Na Índia, segundo Wang, os estoques já eram baixos no início do ano, enquanto a temporada agrícola estava prestes a começar. Com isso, o país absorveu rapidamente a restrição de oferta, especialmente de “DAP”, fertilizante fosfatado amplamente utilizado na agricultura indiana.

No Brasil, a Mosaic projeta que a aplicação de fertilizantes fosfatados possa cair até 30%, caso não haja uma resolução para a guerra e a normalização dos fluxos comerciais. Wang ressaltou que essa é uma projeção condicionada à continuidade do atual quadro de restrição de oferta, caso contrário, a projeção mudará.

A executiva também destacou que a menor utilização de fertilizantes ocorre em um momento em que os produtores brasileiros enfrentam outras dificuldades, como condições econômicas menos favoráveis no campo e restrições na disponibilidade de crédito.

Produtividade no campo e El Niño

Wang ponderou, porém, que a redução do uso de fosfatados pode ter consequências sobre a produtividade das lavouras. O efeito pode ser mais acentuado se as condições climáticas forem adversas, alertou a executiva.

Ela citou especificamente o fenômeno de super El Niño em regiões do norte do Brasil e em algumas áreas da Ásia. Mesmo em regiões onde o impacto climático seja menor, a consequência da menor aplicação de fosfatados deverá ficar mais evidente à medida que o ciclo agrícola avance.

Na avaliação da executiva, a menor disponibilidade de fertilizantes pode afetar a produção agrícola e a segurança alimentar.

Como possível efeito sobre os mercados, Wang disse esperar uma recuperação dos preços dos grãos após as quedas observadas nos últimos dois anos. 

“Essa alta [dos preços dos grãos] poderia minimizar os efeitos das altas de fertilizantes. Se a recuperação do preço dos grãos no mercado não refletir essa mudança, os produtores estarão em uma situação ainda mais complicada”, disse.

Brasil ainda é estratégico

Diante da restrição de matéria-prima e dos estoques em queda, a Mosaic vem reduzindo – de forma gradual – a produção de fosfatados em suas unidades brasileiras. Nos últimos meses diferentes unidades foram paralisadas, com a fábrica de Araxá (MG) colocada à venda.

À reportagem, Wang afirmou que os estoques da companhia devem acabar até o fim de agosto e que, a partir daí, haverá uma redução gradual da produção na maioria das unidades da Mosaic no Brasil. A exceção é uma unidade voltada à produção de fosfatos para nutrição animal, que continuará operando.

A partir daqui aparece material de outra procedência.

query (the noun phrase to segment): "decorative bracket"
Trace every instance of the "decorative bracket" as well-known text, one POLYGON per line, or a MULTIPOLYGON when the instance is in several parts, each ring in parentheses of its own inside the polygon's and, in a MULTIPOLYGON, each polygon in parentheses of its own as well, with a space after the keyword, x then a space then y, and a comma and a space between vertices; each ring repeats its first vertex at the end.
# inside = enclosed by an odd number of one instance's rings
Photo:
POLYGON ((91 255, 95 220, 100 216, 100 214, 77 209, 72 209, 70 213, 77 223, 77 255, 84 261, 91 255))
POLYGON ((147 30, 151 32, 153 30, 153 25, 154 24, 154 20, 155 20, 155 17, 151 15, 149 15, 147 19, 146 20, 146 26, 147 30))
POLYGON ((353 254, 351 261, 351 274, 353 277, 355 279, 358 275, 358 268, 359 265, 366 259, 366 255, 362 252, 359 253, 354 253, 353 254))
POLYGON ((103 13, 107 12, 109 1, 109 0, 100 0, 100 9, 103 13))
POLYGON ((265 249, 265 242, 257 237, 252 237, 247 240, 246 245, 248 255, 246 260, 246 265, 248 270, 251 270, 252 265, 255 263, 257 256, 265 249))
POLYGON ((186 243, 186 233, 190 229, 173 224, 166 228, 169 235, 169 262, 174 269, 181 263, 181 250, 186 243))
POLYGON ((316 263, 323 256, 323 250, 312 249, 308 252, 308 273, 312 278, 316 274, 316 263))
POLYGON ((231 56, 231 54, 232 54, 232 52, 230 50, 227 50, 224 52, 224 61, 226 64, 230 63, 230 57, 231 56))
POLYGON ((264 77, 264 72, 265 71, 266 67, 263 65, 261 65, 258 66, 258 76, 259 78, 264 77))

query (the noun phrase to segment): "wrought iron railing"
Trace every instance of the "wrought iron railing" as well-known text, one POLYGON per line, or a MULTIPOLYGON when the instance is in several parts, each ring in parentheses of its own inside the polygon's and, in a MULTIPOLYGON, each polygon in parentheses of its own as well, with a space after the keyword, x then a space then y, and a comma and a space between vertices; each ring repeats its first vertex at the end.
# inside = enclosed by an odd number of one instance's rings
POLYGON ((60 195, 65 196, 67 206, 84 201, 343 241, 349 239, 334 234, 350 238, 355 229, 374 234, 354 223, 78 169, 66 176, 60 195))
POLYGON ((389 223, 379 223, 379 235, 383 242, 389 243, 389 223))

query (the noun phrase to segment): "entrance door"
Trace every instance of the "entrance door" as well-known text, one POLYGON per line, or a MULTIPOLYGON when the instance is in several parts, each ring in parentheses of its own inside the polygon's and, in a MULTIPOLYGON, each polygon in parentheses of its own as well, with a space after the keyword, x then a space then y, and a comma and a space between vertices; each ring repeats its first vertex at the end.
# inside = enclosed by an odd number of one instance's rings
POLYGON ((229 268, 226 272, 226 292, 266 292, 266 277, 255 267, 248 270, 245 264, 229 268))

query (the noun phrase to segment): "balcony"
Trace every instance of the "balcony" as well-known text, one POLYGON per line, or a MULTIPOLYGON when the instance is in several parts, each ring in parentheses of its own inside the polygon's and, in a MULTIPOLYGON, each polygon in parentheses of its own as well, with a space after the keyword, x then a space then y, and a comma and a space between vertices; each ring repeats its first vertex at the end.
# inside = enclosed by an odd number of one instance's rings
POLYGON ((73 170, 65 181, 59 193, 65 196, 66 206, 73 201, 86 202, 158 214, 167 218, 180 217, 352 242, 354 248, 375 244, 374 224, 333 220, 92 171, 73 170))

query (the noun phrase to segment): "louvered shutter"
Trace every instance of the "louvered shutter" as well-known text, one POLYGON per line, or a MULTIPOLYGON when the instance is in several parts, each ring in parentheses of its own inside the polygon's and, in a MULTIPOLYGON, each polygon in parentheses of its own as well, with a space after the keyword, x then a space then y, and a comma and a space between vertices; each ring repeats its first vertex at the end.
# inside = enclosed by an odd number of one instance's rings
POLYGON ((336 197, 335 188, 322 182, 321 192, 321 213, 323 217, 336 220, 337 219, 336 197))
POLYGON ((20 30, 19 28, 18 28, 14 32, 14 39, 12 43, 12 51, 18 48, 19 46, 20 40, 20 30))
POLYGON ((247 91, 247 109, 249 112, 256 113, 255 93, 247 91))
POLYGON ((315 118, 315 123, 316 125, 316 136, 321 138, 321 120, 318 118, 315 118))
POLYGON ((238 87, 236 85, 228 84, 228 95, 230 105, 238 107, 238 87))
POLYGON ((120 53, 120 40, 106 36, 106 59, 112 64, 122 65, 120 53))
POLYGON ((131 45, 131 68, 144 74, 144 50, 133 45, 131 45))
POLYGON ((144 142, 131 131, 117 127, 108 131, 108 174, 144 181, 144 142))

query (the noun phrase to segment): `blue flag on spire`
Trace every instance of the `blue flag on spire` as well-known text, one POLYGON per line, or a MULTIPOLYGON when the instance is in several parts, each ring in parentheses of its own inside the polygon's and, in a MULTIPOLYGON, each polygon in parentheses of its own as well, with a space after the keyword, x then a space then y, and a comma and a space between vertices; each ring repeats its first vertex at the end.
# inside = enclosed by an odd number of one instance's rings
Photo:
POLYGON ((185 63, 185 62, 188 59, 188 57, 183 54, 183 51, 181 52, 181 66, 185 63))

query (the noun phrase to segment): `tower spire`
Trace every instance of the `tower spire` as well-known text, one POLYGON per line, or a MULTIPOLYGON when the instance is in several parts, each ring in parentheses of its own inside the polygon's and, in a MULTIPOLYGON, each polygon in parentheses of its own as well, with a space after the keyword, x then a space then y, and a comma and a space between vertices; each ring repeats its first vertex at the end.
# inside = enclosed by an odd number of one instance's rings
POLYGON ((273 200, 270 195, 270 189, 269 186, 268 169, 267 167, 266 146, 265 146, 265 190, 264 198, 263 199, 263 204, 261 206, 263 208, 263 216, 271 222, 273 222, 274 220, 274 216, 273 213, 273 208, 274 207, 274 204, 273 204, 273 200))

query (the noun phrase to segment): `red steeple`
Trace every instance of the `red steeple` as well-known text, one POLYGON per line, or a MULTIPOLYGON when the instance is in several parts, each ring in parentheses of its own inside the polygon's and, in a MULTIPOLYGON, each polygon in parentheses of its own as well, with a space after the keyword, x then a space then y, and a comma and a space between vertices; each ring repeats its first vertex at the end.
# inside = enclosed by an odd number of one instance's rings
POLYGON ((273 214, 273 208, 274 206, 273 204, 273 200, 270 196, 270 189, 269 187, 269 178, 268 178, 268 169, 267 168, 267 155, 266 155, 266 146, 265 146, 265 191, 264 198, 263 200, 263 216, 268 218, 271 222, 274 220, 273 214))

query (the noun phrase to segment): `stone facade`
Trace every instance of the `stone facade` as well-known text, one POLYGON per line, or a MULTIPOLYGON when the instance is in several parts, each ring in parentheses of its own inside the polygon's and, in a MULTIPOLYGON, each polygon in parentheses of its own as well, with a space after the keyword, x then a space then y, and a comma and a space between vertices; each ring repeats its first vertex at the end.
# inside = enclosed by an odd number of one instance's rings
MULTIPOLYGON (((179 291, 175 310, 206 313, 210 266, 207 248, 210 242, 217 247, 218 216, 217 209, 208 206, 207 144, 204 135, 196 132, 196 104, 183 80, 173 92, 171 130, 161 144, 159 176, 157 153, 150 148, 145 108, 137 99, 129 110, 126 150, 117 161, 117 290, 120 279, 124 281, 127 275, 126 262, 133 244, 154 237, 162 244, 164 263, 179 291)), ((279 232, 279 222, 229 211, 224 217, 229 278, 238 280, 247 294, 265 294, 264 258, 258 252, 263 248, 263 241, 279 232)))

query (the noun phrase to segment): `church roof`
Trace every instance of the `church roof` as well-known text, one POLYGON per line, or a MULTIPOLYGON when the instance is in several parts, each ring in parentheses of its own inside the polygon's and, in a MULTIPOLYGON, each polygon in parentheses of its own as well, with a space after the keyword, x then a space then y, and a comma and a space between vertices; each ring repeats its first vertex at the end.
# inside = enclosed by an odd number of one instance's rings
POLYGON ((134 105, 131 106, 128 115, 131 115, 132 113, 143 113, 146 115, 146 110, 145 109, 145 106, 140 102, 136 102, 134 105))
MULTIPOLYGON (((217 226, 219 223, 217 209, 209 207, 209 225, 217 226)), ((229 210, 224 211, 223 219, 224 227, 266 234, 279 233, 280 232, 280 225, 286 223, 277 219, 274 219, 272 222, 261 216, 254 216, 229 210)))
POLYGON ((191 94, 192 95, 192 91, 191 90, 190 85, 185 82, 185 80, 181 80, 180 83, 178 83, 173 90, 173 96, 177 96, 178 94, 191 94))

A executiva estimou que a redução da produção no Brasil pode chegar a 50% ou até superar esse percentual. A companhia está adotando medidas semelhantes nos Estados Unidos, onde reduziu a operação de duas das quatro unidades.

Apesar da redução da produção e da paralisação de algumas estruturas de distribuição, Wang afirmou que a Mosaic não mudou sua estratégia para o Brasil.

“Isso não significa que estamos nos retirando do mercado brasileiro, de forma alguma”, afirmou. “Estamos totalmente comprometidos em estar no Brasil e crescer com o Brasil.”

Segundo ela, as medidas tomadas pela companhia têm como objetivo adaptar a estrutura da empresa ao cenário atual de demanda e oferta.

A executiva afirmou que a Mosaic também busca adequar o negócio de distribuição à demanda dos produtores. A companhia pretende minimizar os efeitos da redução da produção brasileira sobre a distribuição e, ao mesmo tempo, “dimensionar corretamente” a estrutura de distribuição de acordo com o consumo dos agricultores.

A Mosaic também pretende utilizar sua estrutura produtiva na América do Norte para atender à demanda brasileira, caso haja disponibilidade de produto e os agricultores mantenham a necessidade de compra.

“Em um mercado como este, desde que vejamos demanda dos produtores brasileiros, tentaremos trazer para o Brasil o produto produzido na América do Norte”, afirmou Wang.

Segundo ela, essa é uma vantagem da Mosaic por combinar a presença na distribuição brasileira com unidades produtoras na América do Norte.

A estratégia, portanto, prevê uma combinação entre a redução da produção local, o ajuste da estrutura de distribuição e o eventual direcionamento de produtos produzidos nos Estados Unidos e no Canadá para o mercado brasileiro.

Conflitos afetam oferta de enxofre

O principal fator por trás da atual restrição global de fosfatados, segundo Wang, é a guerra entre Estados Unidos e Irã – e o consequente bloqueio do Estreito de Ormuz.

A executiva afirmou que o conflito provocou uma mudança significativa no mercado global de fertilizantes nos últimos seis meses, especialmente por causa do impacto sobre o fornecimento de enxofre, uma das principais matérias-primas utilizadas na produção de fosfatados.

Segundo Wang, cerca de 50% do enxofre utilizado globalmente vinha do Oriente e era transportado pelo Estreito de Ormuz. Com a interrupção desse fluxo, “essa parte basicamente desapareceu do mercado”, ressaltou.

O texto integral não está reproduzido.